On Thursday, January 10, 2019 1:55:59 AM CET Dale wrote:
> Wols Lists wrote:
> > On 07/01/19 10:46, Dale wrote:
> >> From what I've read, that can be overcome.  If you get say a SMART
> >> message that a drive is failing,
> > 
> > Yup, I have to agree that SMART isn't always reliable, but if you
> > *monitor* it, it should give plenty of warning of the recording medium
> > failing ...
> 
> Yep.  It may not detect a spindle motor that is about to fail.  I'm sure
> it can't detect that lightening is about to strike and the drive get hit
> with a surge either.  It can generally tell if the media is failing
> tho.  I've read it can detect some components that are starting to fail
> to, not all but some.  Still, even tho it can't detect everything, it is
> better than no warning at all.  Until something better comes along, ESP
> maybe, it will have to do.  ;-) 
> 
> >> just remove that drive or remove the
> >> whole LVM setup and use something else until a working drive setup can
> >> be made.  Once ready, then move the data, if the drive still works, to
> >> the new drive.  That is basically what I did when I swapped a smaller
> >> drive for a larger one.  I moved the data from one drive to another.  It
> >> did it fairly quickly.  Someone posted that it may even be faster to do
> >> it with LVM's pvmove than it is with cp or rsync.  I don't know how true
> >> that is but from what I've read, it moves the data really efficiently.
> > 
> > Point is, it works at a different level. Both cp and rsync are NOT
> > guaranteed to copy your filesystem accurately - mine is full of hard
> > links and that will give both those two a hard and nasty time.
> > 
> > LVM copies the block device underneath the file system, so it is less
> > efficient in that it will copy 3GB if you have a 3GB partition, but it
> > is far simpler in that it neither knows nor cares what the file system
> > is doing at the next level up. Give a file-system like mine to "cp -a"

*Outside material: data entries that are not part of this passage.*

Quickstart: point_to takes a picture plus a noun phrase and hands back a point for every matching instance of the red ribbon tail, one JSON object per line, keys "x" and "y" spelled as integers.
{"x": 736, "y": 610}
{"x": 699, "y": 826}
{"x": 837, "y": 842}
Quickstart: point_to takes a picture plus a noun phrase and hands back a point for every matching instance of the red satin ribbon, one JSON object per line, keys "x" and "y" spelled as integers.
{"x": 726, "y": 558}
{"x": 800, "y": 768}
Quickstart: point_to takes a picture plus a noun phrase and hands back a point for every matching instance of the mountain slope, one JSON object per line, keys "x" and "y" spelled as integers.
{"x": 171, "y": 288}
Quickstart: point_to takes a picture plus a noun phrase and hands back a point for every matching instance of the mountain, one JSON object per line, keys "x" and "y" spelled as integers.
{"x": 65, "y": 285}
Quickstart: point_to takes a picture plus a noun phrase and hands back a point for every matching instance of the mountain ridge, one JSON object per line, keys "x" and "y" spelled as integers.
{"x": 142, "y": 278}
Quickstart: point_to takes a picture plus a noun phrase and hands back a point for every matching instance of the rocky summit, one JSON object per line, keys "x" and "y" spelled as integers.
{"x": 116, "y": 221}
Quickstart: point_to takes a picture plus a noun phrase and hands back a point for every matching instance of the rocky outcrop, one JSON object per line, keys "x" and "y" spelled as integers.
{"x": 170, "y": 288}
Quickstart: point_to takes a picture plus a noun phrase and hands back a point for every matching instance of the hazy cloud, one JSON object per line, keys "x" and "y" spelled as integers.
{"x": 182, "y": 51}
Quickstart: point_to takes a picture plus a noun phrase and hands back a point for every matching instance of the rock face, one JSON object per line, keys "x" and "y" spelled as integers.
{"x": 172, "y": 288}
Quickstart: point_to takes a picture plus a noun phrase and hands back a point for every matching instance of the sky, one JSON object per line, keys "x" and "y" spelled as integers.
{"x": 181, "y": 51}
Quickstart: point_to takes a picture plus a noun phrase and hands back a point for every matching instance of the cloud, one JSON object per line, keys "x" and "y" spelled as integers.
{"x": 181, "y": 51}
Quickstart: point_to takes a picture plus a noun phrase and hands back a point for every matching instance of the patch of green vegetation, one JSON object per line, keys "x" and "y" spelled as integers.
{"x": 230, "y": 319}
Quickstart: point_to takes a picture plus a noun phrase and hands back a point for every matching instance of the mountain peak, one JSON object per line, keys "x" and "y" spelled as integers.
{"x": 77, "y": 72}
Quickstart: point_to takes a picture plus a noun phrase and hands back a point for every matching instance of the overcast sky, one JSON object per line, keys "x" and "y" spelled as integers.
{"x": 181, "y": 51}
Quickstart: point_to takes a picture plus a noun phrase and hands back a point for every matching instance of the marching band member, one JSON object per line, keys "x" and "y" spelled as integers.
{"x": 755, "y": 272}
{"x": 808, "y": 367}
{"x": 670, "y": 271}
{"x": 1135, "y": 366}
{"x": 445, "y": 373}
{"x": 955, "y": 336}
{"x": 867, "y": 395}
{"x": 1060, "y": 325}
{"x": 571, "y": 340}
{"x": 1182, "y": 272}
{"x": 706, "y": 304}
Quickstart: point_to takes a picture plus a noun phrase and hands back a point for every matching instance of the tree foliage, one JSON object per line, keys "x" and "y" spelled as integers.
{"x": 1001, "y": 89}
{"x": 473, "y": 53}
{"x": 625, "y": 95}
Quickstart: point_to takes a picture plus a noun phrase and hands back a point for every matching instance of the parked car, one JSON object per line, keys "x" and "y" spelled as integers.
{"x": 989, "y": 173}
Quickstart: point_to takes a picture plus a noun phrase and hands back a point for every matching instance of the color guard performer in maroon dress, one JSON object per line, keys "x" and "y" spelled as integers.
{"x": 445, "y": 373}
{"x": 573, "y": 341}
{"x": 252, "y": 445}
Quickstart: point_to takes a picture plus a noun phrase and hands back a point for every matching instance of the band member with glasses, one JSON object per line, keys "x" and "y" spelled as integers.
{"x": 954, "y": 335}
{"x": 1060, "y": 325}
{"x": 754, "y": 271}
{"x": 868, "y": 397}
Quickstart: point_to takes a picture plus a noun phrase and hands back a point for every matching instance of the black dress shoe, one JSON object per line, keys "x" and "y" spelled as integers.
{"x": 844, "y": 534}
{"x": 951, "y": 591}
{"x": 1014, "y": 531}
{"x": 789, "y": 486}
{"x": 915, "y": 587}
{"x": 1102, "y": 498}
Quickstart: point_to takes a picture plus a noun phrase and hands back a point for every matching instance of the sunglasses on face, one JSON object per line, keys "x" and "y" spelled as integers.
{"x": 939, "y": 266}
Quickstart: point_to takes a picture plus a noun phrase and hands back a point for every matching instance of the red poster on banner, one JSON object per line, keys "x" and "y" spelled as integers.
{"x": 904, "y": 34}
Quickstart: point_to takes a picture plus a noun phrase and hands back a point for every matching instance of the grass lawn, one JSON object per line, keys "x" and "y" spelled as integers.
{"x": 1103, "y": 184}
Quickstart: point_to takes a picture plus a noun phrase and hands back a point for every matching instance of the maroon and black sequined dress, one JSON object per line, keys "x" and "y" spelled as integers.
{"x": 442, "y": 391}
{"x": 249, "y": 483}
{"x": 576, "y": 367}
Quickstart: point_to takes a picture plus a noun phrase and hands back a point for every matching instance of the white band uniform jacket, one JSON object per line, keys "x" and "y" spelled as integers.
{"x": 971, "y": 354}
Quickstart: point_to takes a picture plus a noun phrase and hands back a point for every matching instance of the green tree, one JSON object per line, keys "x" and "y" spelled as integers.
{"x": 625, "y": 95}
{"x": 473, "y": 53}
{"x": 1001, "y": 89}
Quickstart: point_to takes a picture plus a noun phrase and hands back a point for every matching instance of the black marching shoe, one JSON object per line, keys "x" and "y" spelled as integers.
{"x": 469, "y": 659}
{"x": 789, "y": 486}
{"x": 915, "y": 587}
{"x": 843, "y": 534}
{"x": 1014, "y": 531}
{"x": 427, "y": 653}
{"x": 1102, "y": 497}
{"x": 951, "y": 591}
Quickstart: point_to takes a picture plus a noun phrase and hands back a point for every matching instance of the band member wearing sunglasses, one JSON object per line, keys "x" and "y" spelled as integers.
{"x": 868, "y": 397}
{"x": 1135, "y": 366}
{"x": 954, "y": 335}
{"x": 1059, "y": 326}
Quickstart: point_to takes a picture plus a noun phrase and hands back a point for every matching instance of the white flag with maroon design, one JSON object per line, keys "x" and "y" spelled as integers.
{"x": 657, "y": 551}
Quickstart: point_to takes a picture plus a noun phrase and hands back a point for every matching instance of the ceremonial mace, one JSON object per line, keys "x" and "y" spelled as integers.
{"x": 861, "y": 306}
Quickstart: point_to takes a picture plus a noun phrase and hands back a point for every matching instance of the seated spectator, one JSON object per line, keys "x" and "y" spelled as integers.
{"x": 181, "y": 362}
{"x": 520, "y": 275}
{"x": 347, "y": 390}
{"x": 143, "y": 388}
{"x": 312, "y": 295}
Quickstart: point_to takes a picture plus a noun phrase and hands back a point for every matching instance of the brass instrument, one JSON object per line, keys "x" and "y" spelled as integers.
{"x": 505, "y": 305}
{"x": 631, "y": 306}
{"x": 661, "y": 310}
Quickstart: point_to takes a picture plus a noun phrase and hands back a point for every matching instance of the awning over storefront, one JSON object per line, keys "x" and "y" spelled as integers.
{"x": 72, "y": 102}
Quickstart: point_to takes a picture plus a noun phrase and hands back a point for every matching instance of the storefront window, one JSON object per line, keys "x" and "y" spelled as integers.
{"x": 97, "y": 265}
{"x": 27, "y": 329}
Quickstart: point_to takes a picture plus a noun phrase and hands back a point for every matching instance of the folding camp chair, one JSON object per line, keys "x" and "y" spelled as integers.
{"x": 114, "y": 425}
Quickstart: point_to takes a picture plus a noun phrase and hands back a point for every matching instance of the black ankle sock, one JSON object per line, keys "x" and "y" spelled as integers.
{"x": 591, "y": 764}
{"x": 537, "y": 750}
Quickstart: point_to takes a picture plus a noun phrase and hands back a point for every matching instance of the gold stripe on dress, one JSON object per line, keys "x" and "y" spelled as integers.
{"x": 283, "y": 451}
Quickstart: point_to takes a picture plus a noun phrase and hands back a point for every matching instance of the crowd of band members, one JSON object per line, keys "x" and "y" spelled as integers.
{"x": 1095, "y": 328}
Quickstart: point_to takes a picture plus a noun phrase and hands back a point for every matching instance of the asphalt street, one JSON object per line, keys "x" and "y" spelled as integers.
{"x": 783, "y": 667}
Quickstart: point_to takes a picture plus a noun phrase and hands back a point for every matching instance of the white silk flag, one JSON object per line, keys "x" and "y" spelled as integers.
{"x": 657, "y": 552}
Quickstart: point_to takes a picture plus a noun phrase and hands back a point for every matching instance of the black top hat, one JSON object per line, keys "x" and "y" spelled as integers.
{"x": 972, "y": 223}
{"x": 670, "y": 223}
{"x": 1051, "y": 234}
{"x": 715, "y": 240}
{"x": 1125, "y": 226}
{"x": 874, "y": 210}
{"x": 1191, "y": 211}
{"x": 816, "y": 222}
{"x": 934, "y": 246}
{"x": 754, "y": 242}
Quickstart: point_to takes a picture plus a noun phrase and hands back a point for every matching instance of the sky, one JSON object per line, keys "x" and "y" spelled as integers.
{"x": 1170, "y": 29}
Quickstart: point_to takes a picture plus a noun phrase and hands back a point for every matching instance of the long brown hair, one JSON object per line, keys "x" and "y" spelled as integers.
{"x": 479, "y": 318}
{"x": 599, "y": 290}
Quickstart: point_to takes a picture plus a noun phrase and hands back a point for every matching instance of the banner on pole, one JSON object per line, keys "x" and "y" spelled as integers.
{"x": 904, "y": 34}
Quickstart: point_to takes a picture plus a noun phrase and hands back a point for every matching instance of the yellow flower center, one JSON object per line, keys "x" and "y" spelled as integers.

> > and it'll bring the system to its knees trying to keep track of where
> > everything is.
> > 
> > Cheers,
> > Wol
> 
> That was what I read but couldn't recall enough to tell how it does it. 
> That explains why it can be done while in use to. 
> 
> Just how do you do backups?  If cp -a and rsync would not work
> correctly, what do you use?  I'm just curious now.  ;-)

There are backup tools that do handle hardlinks correctly. "app-backup/dar" 
comes to mind. I know this as my software-share is filled with hardlinks and 
when I restore the backup, they are all still there.